# US DOT Crackdown on Chinatown bus companies



## afigg (Jun 1, 2012)

There was a widely publicized crackdown by the Federal Motor Carrier Safety Administration of the US DOT in the news yesterday. Bloomberg article. They were cracking down on the low end Chinatown curbside bus operators. Who have in the past re-started under new names, so how effect the crackdown will have remains to be seen.

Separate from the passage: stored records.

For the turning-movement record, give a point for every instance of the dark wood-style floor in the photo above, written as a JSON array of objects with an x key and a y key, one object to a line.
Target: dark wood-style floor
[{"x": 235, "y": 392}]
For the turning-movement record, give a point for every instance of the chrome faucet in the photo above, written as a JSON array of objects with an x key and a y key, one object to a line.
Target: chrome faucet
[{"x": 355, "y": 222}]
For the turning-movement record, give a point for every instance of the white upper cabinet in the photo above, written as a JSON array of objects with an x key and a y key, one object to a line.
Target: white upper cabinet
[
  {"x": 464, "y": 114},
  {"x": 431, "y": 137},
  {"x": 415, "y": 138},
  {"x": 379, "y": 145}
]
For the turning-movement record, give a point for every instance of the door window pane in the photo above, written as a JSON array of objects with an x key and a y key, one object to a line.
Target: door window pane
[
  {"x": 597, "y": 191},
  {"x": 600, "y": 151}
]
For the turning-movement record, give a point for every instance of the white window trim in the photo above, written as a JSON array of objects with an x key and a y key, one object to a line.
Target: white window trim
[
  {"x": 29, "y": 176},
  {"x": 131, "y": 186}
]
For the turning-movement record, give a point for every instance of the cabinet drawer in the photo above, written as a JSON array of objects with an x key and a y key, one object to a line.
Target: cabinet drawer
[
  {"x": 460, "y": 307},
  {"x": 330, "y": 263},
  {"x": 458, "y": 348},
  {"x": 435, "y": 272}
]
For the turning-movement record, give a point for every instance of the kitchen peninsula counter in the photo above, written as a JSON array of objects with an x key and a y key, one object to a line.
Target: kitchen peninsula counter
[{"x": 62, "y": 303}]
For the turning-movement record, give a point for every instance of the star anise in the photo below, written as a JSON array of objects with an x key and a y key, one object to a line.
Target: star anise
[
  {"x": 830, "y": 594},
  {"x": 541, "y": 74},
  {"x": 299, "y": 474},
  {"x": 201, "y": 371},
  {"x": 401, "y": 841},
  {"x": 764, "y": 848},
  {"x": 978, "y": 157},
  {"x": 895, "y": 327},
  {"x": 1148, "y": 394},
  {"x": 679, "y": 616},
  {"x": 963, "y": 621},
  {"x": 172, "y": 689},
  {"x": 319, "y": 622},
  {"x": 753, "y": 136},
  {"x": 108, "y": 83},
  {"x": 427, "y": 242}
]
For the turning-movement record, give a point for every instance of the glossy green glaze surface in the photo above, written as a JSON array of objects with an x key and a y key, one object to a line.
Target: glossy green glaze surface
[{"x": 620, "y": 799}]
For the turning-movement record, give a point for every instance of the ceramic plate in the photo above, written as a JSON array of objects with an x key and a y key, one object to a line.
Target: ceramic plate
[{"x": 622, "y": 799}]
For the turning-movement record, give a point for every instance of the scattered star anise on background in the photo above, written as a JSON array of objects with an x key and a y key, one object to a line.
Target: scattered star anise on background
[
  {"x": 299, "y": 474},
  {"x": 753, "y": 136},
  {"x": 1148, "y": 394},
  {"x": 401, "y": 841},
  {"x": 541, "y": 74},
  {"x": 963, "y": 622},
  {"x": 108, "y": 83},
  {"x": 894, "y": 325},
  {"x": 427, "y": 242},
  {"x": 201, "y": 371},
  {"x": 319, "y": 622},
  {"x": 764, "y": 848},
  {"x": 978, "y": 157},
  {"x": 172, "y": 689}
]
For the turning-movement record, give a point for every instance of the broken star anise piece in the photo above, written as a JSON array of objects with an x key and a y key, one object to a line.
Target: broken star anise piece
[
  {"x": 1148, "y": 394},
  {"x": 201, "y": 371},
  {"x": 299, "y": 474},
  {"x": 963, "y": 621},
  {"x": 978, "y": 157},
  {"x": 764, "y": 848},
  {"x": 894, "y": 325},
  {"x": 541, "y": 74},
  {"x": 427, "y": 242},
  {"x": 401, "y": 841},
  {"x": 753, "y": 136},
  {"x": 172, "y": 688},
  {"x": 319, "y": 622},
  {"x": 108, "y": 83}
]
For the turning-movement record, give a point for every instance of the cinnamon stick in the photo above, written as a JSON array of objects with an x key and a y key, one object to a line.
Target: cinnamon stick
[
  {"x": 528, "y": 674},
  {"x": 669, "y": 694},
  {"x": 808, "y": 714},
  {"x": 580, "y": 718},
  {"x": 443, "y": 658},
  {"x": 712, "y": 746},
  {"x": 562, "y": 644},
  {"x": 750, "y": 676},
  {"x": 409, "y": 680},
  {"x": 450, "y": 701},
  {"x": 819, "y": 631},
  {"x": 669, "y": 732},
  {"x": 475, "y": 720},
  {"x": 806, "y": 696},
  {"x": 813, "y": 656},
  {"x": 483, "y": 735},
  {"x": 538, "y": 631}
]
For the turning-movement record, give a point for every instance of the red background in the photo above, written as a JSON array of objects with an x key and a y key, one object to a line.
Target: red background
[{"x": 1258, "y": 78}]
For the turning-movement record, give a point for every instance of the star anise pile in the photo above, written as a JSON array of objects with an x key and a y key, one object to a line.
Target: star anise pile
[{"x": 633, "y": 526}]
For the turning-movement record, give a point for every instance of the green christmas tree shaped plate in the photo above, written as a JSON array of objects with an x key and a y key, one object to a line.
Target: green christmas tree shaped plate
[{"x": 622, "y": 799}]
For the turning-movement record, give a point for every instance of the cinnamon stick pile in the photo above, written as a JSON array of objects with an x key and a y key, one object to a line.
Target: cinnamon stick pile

Amtrak might get some business from those passengers whose plans were disrupted by the crackdown, but I expect most of them will end up on other curbside bus operators.


----------



## Bob Dylan (Jun 1, 2012)

As his partner said to Jake in "Chinatown": "Forget it Jake, it's just Chinatown!" <_<

(Hope Chicago starts doing this and other citiies too where these parasites freeload! :help: )


----------



## The Davy Crockett (Jun 2, 2012)

To be clear Megabus was not a part of this crackdown. From THIS article:



> "This is a problem that goes back years," says Dan Ronan, senior communications director with the American Bus Association. "We are very pleased...DOT last night and over the last 36 hours has taken this action.
> "We think this is very good news."
> 
> No companies that belong to ABA were involved in the DOT investigation announced Thursday.
> ...


----------



## Anderson (Jun 3, 2012)

The Davy Crockett said:


> To be clear Megabus was not a part of this crackdown. From THIS article:
> 
> 
> 
> ...


I'm just wondering...could the DOT actually start impounding Chinatown buses that are stopped for an extended period of time (and taking down the VIN numbers, which IIRC should be on some of the hardware) and/or find a way to disbar owners from re-entering the bus business for an extended period of time? Another idea would be to rework the forms for DOT numbers and hit companies doing the number-switching game for either fraud of some sort (probably for misrepresenting themselves as a different operation) or for obstruction of justice (i.e. the number-switching game being a clear attempt to evade the law).


----------



## The Davy Crockett (Jun 3, 2012)

Anderson said:


> The Davy Crockett said:
> 
> 
> > To be clear Megabus was not a part of this crackdown. From THIS article:
> ...


I'm not sure what methods they are using, but LaHood said that the investigation is ongoing and that DOT is determined to get these operators off the roads permanently. There is/was also money to step up enforcement in the surface tranportation bill that is going nowhere in Congress.


----------



## AlanB (Jun 3, 2012)

The Davy Crockett said:


> Anderson said:
> 
> 
> > I'm just wondering...could the DOT actually start impounding Chinatown buses that are stopped for an extended period of time (and taking down the VIN numbers, which IIRC should be on some of the hardware) and/or find a way to disbar owners from re-entering the bus business for an extended period of time? Another idea would be to rework the forms for DOT numbers and hit companies doing the number-switching game for either fraud of some sort (probably for misrepresenting themselves as a different operation) or for obstruction of justice (i.e. the number-switching game being a clear attempt to evade the law).
> ...


Agreed. I heard that among other things, they've put into place a system where the worst owners are no longer able to even apply for a permit to operate buses without regard to what company name they choose. Granted that might not stop the owners from using a relatives name or something like that.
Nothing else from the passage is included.